The farcical dramas – then mysterious disappearance – of ‘Lord Voldemort’

This week: Russell King

If you're going to tell a lie, make sure it's a big one. According to the BBC's Panorama, the scams allegedly perpetrated by "Trillion Dollar Con Man" Russell King, now 52, took in former England football manager Sven-Goran Eriksson, the former spymaster Sir John Walker, the board of a City bank and even the Communist dictatorship of North Korea. They all fell for the oldest trick in the game, says investigative reporter Peter Walker: "The promise of riches when, in reality, there were none."

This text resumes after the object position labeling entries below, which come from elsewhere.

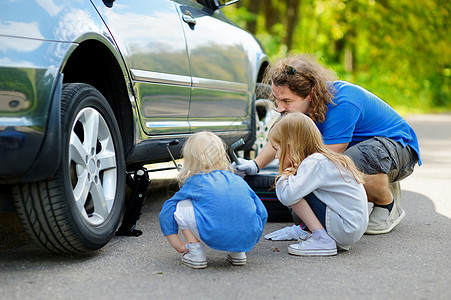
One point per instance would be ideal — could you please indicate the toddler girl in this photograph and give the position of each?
(214, 207)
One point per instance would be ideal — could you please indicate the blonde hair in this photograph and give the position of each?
(203, 152)
(304, 76)
(298, 137)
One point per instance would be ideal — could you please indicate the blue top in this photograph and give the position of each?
(229, 215)
(357, 115)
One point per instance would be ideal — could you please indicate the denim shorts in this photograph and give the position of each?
(383, 155)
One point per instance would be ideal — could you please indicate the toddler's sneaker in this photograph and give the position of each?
(196, 257)
(237, 258)
(319, 244)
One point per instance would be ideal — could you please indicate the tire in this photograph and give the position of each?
(79, 207)
(263, 186)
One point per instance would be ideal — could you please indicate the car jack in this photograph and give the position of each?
(140, 185)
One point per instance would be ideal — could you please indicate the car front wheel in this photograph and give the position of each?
(79, 207)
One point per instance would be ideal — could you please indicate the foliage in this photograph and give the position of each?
(398, 49)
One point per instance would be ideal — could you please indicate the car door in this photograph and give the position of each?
(219, 95)
(151, 38)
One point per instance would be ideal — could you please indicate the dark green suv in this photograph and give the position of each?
(91, 90)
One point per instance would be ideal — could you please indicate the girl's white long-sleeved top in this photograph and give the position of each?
(345, 198)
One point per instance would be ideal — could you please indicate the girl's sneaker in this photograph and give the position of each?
(237, 258)
(196, 257)
(319, 244)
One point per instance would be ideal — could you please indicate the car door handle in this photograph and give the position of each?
(188, 18)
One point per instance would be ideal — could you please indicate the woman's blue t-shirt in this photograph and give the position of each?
(357, 115)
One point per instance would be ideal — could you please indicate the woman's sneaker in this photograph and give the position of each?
(196, 257)
(237, 258)
(319, 244)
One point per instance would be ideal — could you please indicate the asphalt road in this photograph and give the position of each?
(411, 262)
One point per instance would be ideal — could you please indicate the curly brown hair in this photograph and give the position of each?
(304, 75)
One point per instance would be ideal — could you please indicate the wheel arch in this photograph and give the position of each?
(94, 63)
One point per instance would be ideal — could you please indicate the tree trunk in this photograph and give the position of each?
(272, 16)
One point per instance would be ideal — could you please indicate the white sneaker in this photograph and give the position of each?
(319, 244)
(237, 258)
(382, 221)
(196, 257)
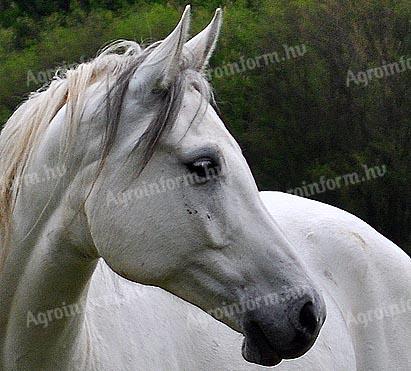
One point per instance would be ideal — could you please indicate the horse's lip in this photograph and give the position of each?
(260, 352)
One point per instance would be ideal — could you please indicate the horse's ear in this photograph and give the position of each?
(201, 47)
(161, 66)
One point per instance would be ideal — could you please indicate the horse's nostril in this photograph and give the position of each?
(308, 318)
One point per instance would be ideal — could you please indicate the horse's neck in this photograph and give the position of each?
(44, 281)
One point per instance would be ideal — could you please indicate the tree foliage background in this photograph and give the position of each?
(296, 120)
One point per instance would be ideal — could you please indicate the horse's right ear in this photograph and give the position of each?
(201, 47)
(161, 66)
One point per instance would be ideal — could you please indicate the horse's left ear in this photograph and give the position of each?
(201, 46)
(161, 67)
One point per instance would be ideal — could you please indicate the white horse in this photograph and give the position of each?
(151, 181)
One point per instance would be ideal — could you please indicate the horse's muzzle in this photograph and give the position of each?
(282, 330)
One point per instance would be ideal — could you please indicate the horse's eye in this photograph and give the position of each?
(205, 168)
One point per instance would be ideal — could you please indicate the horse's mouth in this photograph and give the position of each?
(257, 348)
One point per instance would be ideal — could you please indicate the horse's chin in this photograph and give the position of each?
(259, 352)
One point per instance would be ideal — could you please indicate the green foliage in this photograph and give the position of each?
(297, 120)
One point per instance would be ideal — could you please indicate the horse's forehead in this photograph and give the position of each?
(198, 123)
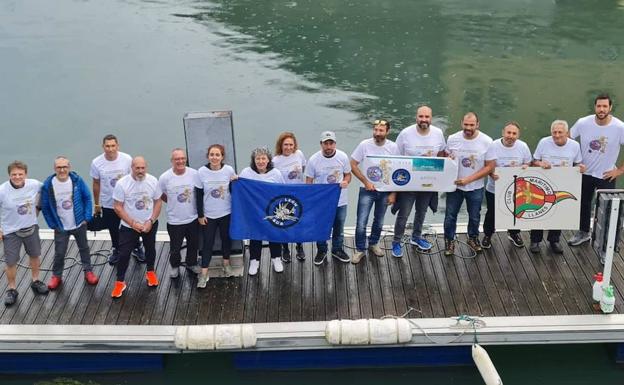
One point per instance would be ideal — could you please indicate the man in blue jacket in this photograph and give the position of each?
(67, 207)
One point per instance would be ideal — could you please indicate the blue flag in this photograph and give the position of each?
(283, 212)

The Serious Fraud Office (SFO) is now investigating whether King a once small-time crook who was jailed for two years in 1991 for faking the theft of a £600,000 Aston Martin for the insurance money masterminded the giant con trick that precipitated the collapse of the investment bank First London plc and nearly wiped out the Football League's oldest club, Notts County. It's likely to be a tricky process, says The Guardian, not least because King openly boasts that he never puts his name on bank accounts, shareholdings, or directorships. At Notts County (where he claims to have been a mere "consultant" in the 2009 deal that saw the club taken over by a shadowy Swiss-based investment vehicle named Qadbak) he took the moniker Lord Voldemort, after the character in the Harry Potter books also known as "He-Who-Must-Not-Be-Named".